Sarah Spencer, manager of IT & engineering permanent divisions at another recruitment firm, Progressive Recruitment, explains how. “It’s about the message SMEs send out. If it’s one of growth, innovation, creativity and being agile, that becomes an attractive proposition. Furthermore, in larger companies, movement is very slow, while SME’s can offer any prospective employee the chance to be a big decision maker.”

Philippa Oldham, Head of Transport & Manufacturing at the Institute of Mechanical Engineers (IMechE) digs further into the alternative rewards companies can offer in lieu, or in addition to attractive salaries in order to compete for and retain talent.

“Being based in Scarborough we are quite remote, so attracting smart and talented people is extremely hard”Alan Pickering, managing director, Unison

“Pay is certainly still an important factor,” she says. “But incentives such as share ownership (p48); pension schemes; health care options; and childcare options are having an increasingly important role in attracting talent.”

For many manufacturers though, talent concerns remain at the fundamental level of education quality and sector image, rather than being defined by their ability to compete with other companies for promising individuals.

Alan Pickering, managing director at North Yorkshire based manufacturer Unison, doesn’t feel enough is being done to ignite interest in the industry during a young person’s formative years, thus depriving it of the employees who go on to become executives in more alluring sectors.

Iain Maxted, Guardian Global Technologies
Iain Maxted, Managing Director, Guardian Global Technologies

Industry response

Iain Maxted, managing director, Guardian Global Technologies shares his own experience of SME pulling power for engineering capability.

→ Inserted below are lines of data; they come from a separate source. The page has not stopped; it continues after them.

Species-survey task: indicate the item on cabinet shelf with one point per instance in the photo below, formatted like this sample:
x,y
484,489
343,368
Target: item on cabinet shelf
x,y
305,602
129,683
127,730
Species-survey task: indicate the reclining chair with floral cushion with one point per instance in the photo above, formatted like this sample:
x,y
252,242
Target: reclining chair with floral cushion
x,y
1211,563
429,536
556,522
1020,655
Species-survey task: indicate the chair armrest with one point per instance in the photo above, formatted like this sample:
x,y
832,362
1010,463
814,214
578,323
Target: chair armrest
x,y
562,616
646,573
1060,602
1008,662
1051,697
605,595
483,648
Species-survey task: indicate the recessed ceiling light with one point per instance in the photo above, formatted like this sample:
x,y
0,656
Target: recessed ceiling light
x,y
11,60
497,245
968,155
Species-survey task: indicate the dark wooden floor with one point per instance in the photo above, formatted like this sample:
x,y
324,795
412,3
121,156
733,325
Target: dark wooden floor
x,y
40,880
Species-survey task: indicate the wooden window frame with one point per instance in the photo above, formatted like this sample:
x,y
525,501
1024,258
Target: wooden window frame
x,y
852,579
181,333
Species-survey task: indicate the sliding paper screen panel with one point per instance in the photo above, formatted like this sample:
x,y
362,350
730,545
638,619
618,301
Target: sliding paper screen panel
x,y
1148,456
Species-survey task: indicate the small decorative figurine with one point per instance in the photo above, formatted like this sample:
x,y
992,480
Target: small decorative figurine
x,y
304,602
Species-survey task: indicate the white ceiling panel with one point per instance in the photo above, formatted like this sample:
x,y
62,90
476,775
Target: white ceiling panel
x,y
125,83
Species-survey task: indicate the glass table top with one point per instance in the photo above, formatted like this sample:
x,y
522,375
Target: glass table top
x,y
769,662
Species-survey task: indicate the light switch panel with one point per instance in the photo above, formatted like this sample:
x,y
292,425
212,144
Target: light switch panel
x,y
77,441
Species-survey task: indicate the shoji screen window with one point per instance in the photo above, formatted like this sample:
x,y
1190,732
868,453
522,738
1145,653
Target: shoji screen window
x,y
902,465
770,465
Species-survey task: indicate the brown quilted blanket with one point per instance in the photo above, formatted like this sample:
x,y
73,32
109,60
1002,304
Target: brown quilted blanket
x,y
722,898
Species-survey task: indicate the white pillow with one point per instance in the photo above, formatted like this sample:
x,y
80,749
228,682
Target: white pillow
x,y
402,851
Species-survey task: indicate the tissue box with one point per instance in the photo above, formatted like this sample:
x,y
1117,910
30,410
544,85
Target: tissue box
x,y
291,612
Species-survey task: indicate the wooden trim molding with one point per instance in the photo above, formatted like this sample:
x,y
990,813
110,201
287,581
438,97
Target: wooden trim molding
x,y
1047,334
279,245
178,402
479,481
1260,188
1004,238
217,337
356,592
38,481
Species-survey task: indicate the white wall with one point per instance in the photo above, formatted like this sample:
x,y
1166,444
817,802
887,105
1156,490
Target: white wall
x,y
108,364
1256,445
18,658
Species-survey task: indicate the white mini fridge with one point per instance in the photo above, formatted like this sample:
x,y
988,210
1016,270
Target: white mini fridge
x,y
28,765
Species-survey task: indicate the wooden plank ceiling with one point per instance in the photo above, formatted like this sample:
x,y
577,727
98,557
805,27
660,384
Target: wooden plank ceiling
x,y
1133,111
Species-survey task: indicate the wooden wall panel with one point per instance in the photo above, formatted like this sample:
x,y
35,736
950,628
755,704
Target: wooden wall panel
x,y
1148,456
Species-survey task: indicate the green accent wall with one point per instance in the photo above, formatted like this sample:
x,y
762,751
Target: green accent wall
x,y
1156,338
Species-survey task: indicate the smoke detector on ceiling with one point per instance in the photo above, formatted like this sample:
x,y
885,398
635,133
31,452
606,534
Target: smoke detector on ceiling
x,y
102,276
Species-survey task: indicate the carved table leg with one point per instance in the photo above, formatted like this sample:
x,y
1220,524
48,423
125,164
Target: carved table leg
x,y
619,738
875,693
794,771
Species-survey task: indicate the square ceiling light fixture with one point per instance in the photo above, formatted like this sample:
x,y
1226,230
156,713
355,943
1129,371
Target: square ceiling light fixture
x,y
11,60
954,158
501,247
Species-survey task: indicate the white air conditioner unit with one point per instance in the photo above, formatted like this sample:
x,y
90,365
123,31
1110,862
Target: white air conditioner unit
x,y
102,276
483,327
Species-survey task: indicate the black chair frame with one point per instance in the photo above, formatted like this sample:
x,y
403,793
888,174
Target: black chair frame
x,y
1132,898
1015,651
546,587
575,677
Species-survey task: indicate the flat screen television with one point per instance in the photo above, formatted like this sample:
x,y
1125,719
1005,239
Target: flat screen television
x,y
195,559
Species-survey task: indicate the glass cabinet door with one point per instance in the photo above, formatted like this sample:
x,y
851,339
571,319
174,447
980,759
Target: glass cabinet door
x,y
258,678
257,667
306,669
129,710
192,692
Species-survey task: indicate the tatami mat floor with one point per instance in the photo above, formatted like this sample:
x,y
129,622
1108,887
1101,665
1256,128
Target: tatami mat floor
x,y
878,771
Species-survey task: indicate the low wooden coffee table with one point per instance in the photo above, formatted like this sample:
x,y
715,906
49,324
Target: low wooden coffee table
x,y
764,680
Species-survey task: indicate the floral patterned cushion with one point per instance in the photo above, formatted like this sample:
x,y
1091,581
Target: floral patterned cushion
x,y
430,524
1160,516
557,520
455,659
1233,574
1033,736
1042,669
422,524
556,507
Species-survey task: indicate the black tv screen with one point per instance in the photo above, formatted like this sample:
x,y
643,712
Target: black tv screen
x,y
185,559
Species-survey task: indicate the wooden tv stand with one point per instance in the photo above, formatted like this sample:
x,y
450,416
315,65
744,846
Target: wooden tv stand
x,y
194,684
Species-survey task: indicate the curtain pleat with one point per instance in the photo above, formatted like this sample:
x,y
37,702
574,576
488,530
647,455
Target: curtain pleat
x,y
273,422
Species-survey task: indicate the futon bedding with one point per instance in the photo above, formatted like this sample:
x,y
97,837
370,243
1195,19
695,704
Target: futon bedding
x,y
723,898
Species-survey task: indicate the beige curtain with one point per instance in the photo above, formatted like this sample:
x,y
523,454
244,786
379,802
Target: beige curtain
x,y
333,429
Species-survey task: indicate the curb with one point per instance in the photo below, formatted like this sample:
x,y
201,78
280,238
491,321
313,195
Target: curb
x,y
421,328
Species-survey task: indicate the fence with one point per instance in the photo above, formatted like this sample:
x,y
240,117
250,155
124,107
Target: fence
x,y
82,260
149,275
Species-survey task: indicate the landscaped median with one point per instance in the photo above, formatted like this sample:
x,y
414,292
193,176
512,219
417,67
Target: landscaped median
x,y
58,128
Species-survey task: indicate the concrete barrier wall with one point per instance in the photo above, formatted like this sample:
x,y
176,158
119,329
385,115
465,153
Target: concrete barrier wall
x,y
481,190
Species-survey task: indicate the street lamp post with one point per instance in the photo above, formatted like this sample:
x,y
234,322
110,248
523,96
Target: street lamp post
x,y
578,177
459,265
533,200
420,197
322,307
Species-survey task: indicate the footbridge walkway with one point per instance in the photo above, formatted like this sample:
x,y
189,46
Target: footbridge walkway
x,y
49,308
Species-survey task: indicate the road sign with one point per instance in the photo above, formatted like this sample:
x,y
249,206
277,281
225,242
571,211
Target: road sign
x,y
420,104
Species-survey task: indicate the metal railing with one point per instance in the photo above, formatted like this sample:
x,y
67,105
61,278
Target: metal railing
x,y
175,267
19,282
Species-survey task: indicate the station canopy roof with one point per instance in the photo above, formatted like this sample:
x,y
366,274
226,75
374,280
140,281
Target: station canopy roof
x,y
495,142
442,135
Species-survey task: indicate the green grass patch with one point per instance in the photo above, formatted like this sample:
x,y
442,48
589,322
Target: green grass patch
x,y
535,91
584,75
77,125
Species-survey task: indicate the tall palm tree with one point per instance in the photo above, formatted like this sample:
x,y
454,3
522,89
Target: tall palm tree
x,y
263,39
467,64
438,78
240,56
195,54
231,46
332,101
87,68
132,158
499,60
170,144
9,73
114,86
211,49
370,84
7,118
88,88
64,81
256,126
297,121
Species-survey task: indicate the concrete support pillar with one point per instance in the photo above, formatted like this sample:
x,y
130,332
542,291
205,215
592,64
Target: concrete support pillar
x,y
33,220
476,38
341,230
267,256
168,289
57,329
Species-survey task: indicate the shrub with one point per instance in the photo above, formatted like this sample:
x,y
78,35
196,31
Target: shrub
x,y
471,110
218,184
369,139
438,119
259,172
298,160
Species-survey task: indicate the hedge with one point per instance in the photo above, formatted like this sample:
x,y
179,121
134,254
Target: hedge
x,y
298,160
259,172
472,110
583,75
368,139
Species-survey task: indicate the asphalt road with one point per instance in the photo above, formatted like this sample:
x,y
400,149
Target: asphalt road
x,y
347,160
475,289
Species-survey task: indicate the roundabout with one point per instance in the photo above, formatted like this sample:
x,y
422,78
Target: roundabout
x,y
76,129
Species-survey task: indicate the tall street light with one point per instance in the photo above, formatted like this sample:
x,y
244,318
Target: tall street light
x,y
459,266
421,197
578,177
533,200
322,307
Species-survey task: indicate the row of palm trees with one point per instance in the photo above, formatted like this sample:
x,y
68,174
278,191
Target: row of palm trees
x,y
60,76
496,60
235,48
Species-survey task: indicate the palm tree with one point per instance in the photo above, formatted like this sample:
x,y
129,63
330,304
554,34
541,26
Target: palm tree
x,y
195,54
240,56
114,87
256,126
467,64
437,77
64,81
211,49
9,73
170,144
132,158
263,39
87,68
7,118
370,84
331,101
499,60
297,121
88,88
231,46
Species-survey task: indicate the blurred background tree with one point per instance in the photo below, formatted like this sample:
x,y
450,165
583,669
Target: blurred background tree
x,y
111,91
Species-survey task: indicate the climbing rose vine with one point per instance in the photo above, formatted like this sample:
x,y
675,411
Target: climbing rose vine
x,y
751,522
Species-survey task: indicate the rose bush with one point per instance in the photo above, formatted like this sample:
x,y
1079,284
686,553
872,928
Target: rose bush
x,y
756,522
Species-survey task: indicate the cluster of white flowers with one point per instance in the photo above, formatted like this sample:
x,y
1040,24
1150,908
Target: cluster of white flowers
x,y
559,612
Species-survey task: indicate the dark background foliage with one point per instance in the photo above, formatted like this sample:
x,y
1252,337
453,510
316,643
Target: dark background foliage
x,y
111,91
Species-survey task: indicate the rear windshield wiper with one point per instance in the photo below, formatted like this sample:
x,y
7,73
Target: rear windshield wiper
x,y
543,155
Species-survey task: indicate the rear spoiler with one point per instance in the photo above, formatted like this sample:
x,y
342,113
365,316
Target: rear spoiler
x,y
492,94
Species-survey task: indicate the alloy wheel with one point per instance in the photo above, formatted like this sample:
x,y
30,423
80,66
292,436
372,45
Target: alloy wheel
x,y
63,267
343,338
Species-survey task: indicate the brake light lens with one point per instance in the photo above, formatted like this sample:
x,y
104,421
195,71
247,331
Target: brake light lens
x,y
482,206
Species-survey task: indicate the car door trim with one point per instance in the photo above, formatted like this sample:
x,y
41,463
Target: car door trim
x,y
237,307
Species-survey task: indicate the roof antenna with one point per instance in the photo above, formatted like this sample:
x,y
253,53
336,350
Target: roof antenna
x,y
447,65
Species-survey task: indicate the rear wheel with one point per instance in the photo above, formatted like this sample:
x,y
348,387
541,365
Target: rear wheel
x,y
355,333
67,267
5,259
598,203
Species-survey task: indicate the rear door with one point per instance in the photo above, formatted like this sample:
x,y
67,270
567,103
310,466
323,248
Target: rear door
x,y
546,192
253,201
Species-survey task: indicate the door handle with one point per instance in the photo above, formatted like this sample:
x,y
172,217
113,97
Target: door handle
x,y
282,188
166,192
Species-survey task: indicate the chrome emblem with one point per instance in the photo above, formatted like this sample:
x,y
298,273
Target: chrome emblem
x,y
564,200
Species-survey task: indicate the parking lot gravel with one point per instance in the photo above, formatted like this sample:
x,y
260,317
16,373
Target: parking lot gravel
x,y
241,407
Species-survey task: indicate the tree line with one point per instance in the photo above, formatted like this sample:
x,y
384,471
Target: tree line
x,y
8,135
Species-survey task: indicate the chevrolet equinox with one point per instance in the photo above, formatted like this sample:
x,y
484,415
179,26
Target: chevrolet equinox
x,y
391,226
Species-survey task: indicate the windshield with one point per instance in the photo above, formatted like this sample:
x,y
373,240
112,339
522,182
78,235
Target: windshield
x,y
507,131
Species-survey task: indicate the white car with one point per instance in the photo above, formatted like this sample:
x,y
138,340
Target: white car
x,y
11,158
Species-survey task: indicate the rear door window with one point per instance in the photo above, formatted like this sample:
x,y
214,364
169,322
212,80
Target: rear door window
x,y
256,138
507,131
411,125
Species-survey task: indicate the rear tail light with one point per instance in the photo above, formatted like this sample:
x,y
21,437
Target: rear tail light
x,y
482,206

“We’re a small company and we have to pay small company salaries. I’ve lost my senior mechanical design engineer to a large defence contractor.

“They offered him a job, he accepted and we offered to match the salary, which was around £6k more than he was on. He agreed to stay, before they upped it again.

“My belief is it was because they were on a cost plus contract, so they needed somebody and didn’t care what they paid to get him. This is an area which causes very specific recruitment and retention problems for small private companies – the big organisations can pay whatever they need to.”

Pickering, whose company supplies tube bending equipment and services says “Being based in Scarborough we are quite remote, so attracting smart and talented people is extremely hard. The best we can hope for is an inspired local person to groom in any of the engineering disciplines we need. This ranges across electrical, software, design and CNC.”